Early versions of both the adjective and the noun showed up in Old English, according to John Ayto’s Dictionary of Word Origins, but the two words are not related.
Ayto says “clam” originally meant “something for tying up or fastening,” and it can be traced back to the prehistoric Germanic root klam-, which also gave English the word “clamp.”
By the late 1300s, according to Ayto, both “clam” and “clamp” referred to a rigid, vise-like device used to grip or brace objects.
It wasn’t until the 1500s, he writes, that “clam” came to mean “the mollusc which now bears the name, apparently on the grounds that its two shells close like the jaws of a clamp or vice.” (Ayto uses the British spelling, “vice.”)
As for the adjective “clammy,” it etymologically means “sticky as if smeared by clay,” according to Ayto.
He says the adjective comes from a now obsolete verb, clam, that meant to smear or stick, but the ultimate source is klaimaz, a prehistoric Germanic root that also gave English the word “clay.”
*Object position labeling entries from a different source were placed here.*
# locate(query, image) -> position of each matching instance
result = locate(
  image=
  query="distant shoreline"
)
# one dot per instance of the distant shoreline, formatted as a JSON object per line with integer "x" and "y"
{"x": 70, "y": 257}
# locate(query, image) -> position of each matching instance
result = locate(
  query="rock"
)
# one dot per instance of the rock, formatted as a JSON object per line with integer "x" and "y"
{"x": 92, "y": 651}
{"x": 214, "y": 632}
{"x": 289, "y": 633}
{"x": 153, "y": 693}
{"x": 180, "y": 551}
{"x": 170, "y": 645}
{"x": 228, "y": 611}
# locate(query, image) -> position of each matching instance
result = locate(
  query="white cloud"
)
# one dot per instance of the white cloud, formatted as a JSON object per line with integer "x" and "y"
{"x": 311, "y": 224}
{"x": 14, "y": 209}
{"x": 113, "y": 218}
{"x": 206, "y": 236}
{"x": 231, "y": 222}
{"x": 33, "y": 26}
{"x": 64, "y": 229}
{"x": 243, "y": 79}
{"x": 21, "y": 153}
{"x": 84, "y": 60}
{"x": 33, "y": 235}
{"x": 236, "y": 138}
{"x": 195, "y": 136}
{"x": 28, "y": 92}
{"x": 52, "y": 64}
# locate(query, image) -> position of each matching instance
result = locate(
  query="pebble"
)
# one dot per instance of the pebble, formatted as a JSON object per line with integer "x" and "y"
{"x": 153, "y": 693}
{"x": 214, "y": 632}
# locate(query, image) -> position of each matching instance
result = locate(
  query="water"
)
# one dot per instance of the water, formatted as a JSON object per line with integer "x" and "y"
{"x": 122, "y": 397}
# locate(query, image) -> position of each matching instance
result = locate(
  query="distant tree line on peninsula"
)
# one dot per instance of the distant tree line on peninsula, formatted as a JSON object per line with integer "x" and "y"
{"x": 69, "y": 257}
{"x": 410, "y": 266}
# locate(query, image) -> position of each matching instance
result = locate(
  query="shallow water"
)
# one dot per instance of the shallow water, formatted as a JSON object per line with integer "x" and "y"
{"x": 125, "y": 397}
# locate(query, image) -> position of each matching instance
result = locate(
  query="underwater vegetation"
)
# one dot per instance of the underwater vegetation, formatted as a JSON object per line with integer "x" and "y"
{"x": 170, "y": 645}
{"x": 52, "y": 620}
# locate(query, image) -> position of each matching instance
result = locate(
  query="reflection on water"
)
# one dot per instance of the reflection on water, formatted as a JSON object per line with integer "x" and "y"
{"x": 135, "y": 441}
Ayto adds that klai- (the base of klaimaz) “can be traced back to the Indo-European base gloi-, glei-, gli-, from which English gets glue and gluten.”
By the way, we couldn’t find the clam-like sense of “clammy” in the Oxford English Dictionary or any of the standard dictionaries we usually check.
However, you don’t have to dig too far to find the usage on the Internet, and we imagine that lexicographers will take notice if enough people use “clammy” in the good way.